The flavor and is so spot on, you won’t even know the difference. And you don’t have to eat liver, so there’s that, too.
Sundried Tomato Pâté Ingredients
This pâté uses just a handful of simple, whole food ingredients.
- Sunflower seeds. The sunflower seeds are a great source of healthy fats and provide a very real pâté texture.
- Extra virgin olive oil. The olive oil helps to bind it all together and gives it that creamy mouthfeel.
- Fresh lemon juice. Lemon juice helps brighten up the flavor.
- Sundried tomatoes. Sundried tomatoes give it that umami flavor, and also help to add more texture with a hint of salty-sweetness.]
- Green onion. The green onion helps to build the flavor.
- Dried spices. This combination of dried spices are what adds a ton of flavor to this vegan pâté.
How to Use This Sundried Tomato Pâté
This sundried tomato pâté is great on sandwiches, pizza, toast, crackers, or with fresh or roasted vegetables.
Take this dip with you, whether you’re on the go, or headed to a gathering. It’s a hit at book clubs, pot lucks, parties, etc.
It’s also the perfect snack for when you hit that mid-afternoon slump because it’s nutrient-dense and filling.
No sunflower seeds? ➝ You can also use almonds, pine nuts, or cashews (but keep in mind that it’ll no longer be nut-free).
No olive oil? ➝ Try subbing a neutral flavored oil like avocado.
No green onions? ➝ You can also use a shallot. I’d use 1/4 or 1/2 depending on the size.

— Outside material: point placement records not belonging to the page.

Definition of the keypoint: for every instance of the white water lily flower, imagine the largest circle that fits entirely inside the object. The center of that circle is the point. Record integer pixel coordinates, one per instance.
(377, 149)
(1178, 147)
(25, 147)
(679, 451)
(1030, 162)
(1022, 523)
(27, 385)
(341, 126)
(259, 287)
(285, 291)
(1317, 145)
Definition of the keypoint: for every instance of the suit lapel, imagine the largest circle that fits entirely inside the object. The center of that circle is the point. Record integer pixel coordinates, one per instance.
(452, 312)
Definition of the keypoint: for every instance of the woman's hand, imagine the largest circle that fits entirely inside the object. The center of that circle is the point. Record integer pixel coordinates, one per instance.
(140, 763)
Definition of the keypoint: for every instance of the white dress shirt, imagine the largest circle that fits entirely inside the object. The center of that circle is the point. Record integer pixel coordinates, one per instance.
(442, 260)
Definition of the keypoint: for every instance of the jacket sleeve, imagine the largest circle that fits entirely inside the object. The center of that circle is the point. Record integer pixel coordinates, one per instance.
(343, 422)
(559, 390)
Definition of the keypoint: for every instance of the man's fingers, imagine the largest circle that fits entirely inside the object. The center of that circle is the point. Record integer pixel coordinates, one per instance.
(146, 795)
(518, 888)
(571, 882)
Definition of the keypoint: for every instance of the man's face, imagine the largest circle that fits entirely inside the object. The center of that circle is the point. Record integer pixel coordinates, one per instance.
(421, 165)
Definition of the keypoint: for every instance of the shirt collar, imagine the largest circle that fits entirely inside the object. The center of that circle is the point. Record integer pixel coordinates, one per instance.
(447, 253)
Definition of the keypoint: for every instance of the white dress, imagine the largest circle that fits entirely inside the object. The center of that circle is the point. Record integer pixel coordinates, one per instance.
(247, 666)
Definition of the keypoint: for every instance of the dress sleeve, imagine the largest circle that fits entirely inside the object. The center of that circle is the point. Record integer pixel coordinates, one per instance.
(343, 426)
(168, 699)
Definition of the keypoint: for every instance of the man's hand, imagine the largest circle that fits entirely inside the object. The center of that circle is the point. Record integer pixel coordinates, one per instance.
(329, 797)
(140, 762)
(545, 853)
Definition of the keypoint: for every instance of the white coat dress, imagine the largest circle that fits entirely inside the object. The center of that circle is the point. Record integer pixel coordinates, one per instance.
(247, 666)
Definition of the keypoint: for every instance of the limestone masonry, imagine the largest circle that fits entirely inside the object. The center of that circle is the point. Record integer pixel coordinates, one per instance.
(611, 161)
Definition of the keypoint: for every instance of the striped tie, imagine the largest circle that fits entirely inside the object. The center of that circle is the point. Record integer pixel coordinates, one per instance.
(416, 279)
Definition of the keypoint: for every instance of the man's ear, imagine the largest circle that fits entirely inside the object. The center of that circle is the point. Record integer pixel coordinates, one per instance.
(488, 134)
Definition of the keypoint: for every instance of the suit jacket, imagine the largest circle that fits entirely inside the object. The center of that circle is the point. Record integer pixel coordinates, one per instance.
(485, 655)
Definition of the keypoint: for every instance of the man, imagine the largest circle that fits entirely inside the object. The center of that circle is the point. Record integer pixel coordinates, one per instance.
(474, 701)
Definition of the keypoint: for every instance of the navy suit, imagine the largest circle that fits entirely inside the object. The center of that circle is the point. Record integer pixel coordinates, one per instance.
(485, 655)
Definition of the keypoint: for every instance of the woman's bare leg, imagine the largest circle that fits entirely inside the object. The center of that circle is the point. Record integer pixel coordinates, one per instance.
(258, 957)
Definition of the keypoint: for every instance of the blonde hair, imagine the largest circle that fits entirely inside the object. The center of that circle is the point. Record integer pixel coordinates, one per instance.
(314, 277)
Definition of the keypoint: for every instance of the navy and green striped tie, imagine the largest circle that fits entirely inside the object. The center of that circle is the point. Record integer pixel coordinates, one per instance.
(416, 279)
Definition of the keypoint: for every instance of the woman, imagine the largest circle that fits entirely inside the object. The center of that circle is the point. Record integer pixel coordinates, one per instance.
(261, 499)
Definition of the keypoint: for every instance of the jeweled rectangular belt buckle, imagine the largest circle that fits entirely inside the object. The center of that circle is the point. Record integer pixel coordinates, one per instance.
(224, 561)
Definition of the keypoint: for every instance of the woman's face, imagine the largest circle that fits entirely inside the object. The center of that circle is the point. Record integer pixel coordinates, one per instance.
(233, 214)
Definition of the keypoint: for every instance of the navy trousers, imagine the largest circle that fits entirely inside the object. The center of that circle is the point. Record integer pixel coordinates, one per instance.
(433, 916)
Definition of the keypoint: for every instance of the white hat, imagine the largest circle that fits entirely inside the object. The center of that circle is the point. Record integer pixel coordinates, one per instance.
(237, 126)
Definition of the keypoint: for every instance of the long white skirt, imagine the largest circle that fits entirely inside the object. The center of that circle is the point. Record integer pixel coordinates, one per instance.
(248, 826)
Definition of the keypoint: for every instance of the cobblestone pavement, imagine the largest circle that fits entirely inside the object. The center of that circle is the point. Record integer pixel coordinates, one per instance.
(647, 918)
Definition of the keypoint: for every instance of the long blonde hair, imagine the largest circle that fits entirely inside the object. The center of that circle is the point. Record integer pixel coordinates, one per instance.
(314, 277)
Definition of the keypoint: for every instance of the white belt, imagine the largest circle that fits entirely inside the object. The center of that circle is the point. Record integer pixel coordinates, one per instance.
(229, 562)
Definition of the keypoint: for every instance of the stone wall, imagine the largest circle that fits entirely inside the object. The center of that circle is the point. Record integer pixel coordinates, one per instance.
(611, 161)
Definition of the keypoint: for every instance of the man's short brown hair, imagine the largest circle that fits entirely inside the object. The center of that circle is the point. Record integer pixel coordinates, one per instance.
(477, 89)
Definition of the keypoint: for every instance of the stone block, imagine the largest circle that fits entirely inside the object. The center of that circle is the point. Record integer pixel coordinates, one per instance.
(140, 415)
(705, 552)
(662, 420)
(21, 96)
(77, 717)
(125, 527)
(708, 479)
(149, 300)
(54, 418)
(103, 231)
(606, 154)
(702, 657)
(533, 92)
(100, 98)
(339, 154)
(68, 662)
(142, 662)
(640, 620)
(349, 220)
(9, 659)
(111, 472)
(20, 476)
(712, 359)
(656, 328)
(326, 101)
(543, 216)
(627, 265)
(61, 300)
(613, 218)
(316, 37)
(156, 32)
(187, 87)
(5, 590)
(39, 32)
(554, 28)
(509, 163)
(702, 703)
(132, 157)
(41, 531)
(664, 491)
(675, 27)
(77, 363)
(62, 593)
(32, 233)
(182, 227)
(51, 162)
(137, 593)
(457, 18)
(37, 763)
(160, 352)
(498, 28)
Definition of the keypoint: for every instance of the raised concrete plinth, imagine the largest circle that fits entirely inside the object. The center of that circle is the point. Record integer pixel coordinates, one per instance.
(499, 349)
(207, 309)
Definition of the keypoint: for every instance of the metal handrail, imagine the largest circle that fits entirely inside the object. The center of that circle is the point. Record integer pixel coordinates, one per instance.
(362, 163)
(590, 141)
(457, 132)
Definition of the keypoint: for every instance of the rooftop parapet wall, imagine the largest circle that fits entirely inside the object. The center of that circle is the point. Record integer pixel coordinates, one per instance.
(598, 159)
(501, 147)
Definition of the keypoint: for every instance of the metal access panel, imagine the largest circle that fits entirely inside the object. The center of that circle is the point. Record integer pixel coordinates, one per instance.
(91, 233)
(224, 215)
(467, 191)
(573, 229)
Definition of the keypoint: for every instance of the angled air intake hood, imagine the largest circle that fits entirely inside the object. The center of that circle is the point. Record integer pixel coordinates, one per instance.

Out of some of the spices? ➝ Play around with it. You don’t necessarily need to add all the spices. Use what you have, taste, and adjust.
More Healthy Recipes
Vegan Sundried Tomato Pâté
- 2 cups raw sunflower seeds soaked 2 hours
- 1 cup sundried tomatoes (not packed in oil) soaked 2 hours in hot water
- ¾ tsp onion powder
- ¾ tsp garlic powder
- ¾ tsp chili powder
- ¾ tsp ground coriander
- ¾ tsp ground cumin
- ½ tsp kosher salt, to taste
- 1 green onion, roughly chopped
- ½ cup extra virgin olive oil
- 2 tbsp lemon juice
- tomato water for blending
- Drain the sunflower seeds and add to the bowl of a food processor.
- Next add the sundried tomatoes (keep the water they soaked in and set aside). Pulse the tomatoes and the sunflower seeds together for about a minute to get them incorporated.
- Now, add the remainder of ingredients except for the water the tomatoes were soaking in, and turn the food processor on. If it won't process, slowly start adding the sundried tomato water to get things moving.
- Add ¼ cup of the liquid at a time, until it reaches your desired consistency (I ended up adding ½ cup total).
- You want some texture in this dip. It shouldn’t be completely smooth.
- Taste, and add more salt or lemon juice as needed.